Le Lille militant mobilise pour les peuples libanais et palestiniens.

             Le Lille militant s'est massivement mobilisé pour exiger l'arrêt de l'agression israélienne du Liban et de la Palestine. En tenant compte que l'été est une période relativement difficile pour l'action militante, nous avons pu organiser une série de manifestations qui ont chacune réuni plusieurs centaines de personnes.  

            La Fédération du Nord de l'URCF s'est jointe aux côtés d'autres organisations (Les Amis d'Alger Républicain section Nord, Collectif Palestine Nord, Union juive pour la paix, CGT Cegelec Nord et Est, AFPS, Coordination Régionale de l'immigration, Comité Solidarité Basque, etc ... ) pour organiser la solidarité active avec les populations libanaises et palestiniennes. Suite au relatif succès de la manifestation du 29 juillet 2006 (1 000 personnes), il fut décidé d'appeler à une autre manifestation le samedi 5 août 2006 qui a mobilisé plus de 800 personnes. Dans le cadre d'une journée internationale contre la guerre, le samedi 12 août, nous avons mobilisé plus de 600 personnes.

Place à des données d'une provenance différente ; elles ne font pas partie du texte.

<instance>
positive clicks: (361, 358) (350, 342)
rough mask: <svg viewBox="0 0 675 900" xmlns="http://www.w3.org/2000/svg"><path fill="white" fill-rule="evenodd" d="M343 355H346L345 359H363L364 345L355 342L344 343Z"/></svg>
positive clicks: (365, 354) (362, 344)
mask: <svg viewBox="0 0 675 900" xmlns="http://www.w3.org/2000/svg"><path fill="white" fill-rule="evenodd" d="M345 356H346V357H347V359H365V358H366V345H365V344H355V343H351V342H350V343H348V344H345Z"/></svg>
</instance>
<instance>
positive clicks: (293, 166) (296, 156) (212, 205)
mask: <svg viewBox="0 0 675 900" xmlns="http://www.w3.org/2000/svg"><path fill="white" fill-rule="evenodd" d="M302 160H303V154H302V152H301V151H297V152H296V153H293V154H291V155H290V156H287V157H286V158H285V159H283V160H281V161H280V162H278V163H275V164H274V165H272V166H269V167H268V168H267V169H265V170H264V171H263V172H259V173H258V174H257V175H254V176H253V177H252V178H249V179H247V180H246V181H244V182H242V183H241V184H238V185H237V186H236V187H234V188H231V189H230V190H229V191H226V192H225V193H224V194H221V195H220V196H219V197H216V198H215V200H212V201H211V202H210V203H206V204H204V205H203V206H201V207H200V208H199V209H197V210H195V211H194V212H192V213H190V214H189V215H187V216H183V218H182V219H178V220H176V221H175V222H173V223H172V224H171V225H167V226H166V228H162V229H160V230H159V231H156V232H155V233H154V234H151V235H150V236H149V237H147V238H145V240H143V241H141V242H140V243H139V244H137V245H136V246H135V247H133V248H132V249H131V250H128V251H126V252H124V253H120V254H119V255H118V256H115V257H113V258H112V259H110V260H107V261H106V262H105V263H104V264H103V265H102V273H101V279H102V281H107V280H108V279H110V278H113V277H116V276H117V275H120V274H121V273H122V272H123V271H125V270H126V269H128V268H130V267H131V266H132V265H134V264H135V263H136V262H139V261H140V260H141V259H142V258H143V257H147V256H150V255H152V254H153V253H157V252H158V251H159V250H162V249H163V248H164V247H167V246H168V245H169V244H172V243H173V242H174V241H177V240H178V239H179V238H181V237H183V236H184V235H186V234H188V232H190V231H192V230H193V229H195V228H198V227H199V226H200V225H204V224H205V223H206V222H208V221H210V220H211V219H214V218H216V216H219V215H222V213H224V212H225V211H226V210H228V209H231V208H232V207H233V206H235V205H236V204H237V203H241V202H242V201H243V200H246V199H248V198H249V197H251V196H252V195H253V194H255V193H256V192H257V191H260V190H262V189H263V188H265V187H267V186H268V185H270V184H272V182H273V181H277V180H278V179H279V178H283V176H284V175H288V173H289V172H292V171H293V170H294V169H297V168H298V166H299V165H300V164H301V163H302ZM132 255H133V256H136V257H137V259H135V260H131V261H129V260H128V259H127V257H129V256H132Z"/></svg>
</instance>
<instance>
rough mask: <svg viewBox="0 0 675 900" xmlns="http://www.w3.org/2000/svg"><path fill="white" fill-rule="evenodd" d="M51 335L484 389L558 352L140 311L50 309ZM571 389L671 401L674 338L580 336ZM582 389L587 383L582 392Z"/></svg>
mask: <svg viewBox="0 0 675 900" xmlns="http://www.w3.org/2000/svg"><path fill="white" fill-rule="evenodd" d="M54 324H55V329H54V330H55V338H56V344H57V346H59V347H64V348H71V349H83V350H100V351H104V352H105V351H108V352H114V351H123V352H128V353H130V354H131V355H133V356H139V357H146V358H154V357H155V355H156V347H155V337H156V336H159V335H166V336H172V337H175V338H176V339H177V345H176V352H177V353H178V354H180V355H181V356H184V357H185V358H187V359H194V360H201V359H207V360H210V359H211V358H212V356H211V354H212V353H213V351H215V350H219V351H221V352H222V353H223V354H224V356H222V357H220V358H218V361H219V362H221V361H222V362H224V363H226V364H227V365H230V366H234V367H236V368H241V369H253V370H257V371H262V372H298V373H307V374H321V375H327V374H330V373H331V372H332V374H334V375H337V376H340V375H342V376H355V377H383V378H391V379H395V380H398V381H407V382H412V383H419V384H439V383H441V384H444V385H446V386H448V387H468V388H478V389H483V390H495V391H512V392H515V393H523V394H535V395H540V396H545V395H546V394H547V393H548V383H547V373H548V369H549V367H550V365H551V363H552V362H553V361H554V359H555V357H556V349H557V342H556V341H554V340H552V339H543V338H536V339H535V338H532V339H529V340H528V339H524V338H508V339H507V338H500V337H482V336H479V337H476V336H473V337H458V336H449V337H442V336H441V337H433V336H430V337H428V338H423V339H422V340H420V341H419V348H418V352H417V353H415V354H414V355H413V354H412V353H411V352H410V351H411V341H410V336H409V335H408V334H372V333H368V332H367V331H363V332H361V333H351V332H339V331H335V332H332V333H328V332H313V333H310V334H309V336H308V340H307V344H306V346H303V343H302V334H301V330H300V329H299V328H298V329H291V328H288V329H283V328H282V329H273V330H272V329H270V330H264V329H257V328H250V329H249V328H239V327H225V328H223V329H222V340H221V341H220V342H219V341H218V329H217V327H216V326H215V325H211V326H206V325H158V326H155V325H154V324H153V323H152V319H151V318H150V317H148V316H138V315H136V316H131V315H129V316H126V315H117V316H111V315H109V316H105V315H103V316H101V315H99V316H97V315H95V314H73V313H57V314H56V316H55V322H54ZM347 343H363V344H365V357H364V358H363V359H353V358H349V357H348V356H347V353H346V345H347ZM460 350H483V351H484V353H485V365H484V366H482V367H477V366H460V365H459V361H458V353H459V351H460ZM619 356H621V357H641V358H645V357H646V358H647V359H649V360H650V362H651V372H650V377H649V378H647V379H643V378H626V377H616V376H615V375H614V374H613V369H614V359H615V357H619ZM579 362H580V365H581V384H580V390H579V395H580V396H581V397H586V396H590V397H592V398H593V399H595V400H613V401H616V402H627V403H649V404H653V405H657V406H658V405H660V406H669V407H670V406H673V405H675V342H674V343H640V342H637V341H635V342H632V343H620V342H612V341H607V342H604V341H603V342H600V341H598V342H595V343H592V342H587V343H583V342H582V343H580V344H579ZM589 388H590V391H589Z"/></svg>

            Deux conceptions de la solidarité s'affrontèrent au cours de la mobilisation. La première qu'on pouvait qualifier de droitière disait qu'il fallait mettre "de l'eau dans son vin" vis-à-vis de la dénonciation de l'État sioniste, exemple: ne  pas dire qu'il commettait des crimes contre l'humanité. Nous aurions manqué à notre devoir, nous laissions à ces opportunistes la possibilité de minimiser les crimes de l'État sioniste. Le vrai internationalisme prolétarien est toujours dans le camp des opprimés et non avec les oppresseurs. Ce qui a gagné pendant la campagne de sensibilisation et d'information sur le Liban et la Palestine, c'est l'idée qu'il fallait dire les choses par leur noms. C'est cette position qui nous a permis de reléguer à l'arrière plan les calculs politiciens des réformistes de tous poils (socialistes, révisionnistes, trotskistes), plus intéressés à l'élection présidentielle de 2007, qu'à mobiliser réellement contre la complicité du gouvernement français vis-à-vis de l'État d'Israël. La scandaleuse résolution onusienne à l'initiative de la France en est le parfait exemple.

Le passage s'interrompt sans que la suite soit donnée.